POV-Ray : Newsgroups : povray.general : Glories, POV-Ray, and diffraction : Re: Glories, POV-Ray, and diffraction Server Time
22 Feb 2025 03:40:21 EST (-0500)
  Re: Glories, POV-Ray, and diffraction  
From: Bald Eagle
Date: 10 Feb 2025 16:05:00
Message: <web.67aa690ddc4a579e25b4de9225979125@news.povray.org>
Cousin Ricky <ric### [at] yahoocom> wrote:

> How does one put a hue gradient on a light source?  Are you thinking
> about a filter in front of the light source?

Put a hue gradient on an object and give it an emission 1 finish?
Use projected_through?

  And how would you convert
> ROYGBIV into an interference pattern?

Look at the rainbow pages.  They have interference patterns for different
colors.  Then they sum them up.  Write a macro that creates the functions for
the wavelengths and sums them up.  Have the number of discrete wavelengths that
you want to use in the visible spectrum be the argument for the macro.

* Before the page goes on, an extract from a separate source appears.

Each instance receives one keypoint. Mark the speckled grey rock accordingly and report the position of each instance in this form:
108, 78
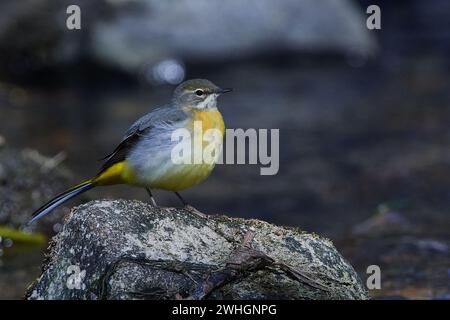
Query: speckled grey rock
117, 249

Something with a Fourier transform?

- or -

I don't think we would.  I think we'd diagram out what would happen if the
interference pattern was the originating mechanism of the result - but then see
if there's just some overall function that describes the HSV result.

Or just fake the hell out of it with something that for all intents and purposes
looks good enough.

My Fresnel diffraction pattern was rendered with a simple equation describing
the end result.  I didn't model the interference in any way whatsoever.

I think the key here is to not get all tangled up in trying to work _through_
all of the physically-based processes - but rather summarize the overall result.
Like writing out the big intermediate equation - and then canceling out a bunch
of terms.  Physicists apparently do intermediate calculations with imaginary
numbers and negative temperatures - but that's only the procedural path to the
answer.

I posted a lot of stuff that doesn't try to calculate an infinite number of
wavelengths.  Let those be the guide.

How do we calculate integrals?  Those can be considered the sum of an infinite
number of thin strips underneath the curve - but we don't actually process those
infinite number of strips, do we?  We just "do the math", and the result pops
out the end.

So we just find a way to "do the math" and get something that works.